Since 1999, progress has been made mostly on voluntary, confidential systems that do not create any external pressures for change. Twenty four states do not have any medical error reporting requirements in place; those states that do require error reporting do not disclose facility-specific information to the public about mistakes. The report suggested a facility-specific reporting of medical harm that is "mandatory, validated and public."
Measuring the problem. The IOM, noting in 1999 that there was no unifying effort to improve healthcare, called for the creation of a Center for Patient Safety within the federal Agency for Healthcare Research and Quality (AHRQ) to coordinate and monitor improvements. However, 10 years later, no national entity exists to comprehensively track patient safety—hindering the ability to tell if improvements have been made.
While AHRQ is attempting to do this, its efforts have been hampered by the lack of reliable medical error reporting. In its May 2009 report, the AHRQ noted that patient safety actually declined by almost 1% a year in the six years after the IOM report was issued in 1999. Ironically, AHRQ still points to the IOM's 1999 report as the best estimate of the magnitude of medical errors, according to the Consumers Union report.
Raising standards for competency in patient safety. The IOM recommended a bigger focus on patient safety by regulators, accreditors, and purchasers. It also called for periodic examinations of doctors and nurses to assess their competence and knowledge of safety practices.
During the past decade, many ideas in patient safety standards have come from the private sector. While these efforts are noteworthy, the results have been fragmented—making it difficult to promote and measure national improvement.

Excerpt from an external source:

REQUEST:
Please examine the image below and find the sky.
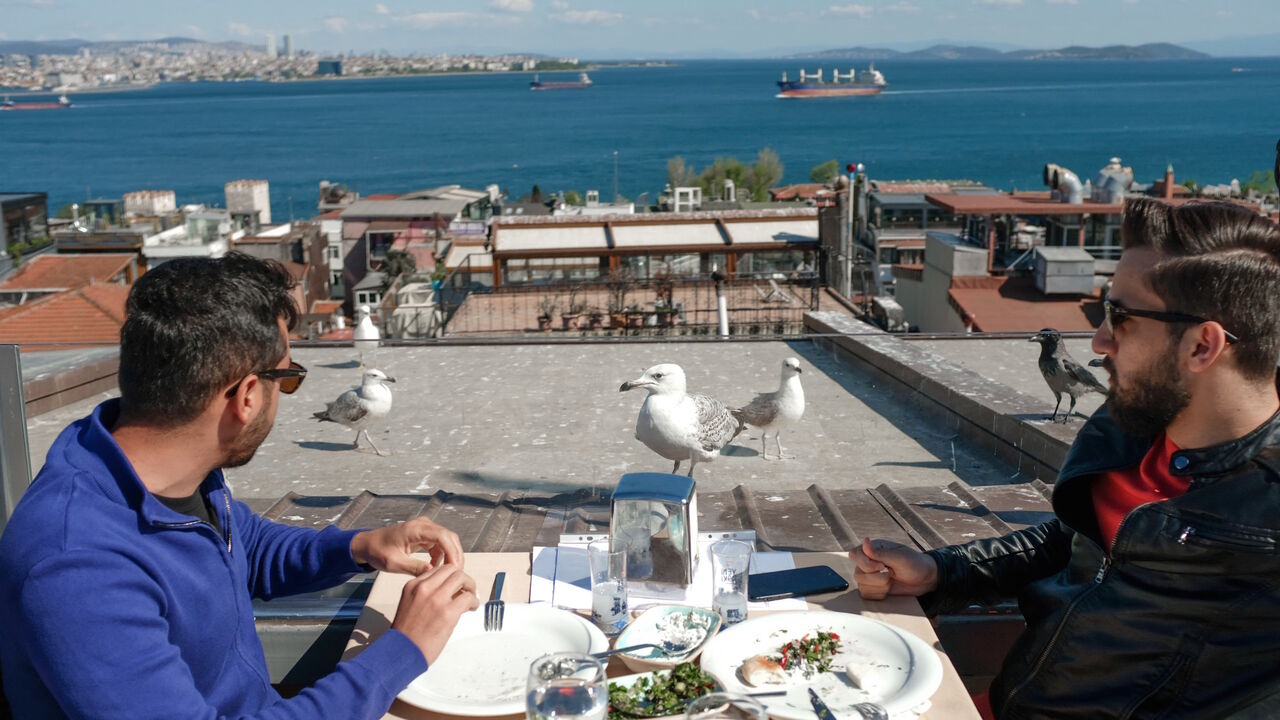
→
[0,0,1280,59]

The report noted that the Joint Commission has attempted to use the accreditation process to ensure competency and adoption of its National Patient Safety Goals at hospitals. However, the Commission does not publicly disclose individual hospitals' progress in adopting these goals; its efforts to monitor patient safety sometimes have been criticized.
In the last 10 years, most of the patient safety work done by providers has been on the "confidential side for learning." said McGiffert. "Maybe they've learned something but we sure don't know what the results are."
As the debate over healthcare heats up in Washington, Congress should make sure that improving—and monitoring—patient safety is a central part of any reform legislation it adopts, she adds. Keeping in mind these important issues, hospitals and healthcare organizations—even those that have made big strides is addressing patient safety issues—should see what the Consumers Union report says about transparency and raising standards.
"That is what the public wants to see. You can tell us all you want—that you're doing better," McGiffert said. "But show us the evidence. That's what this report is about."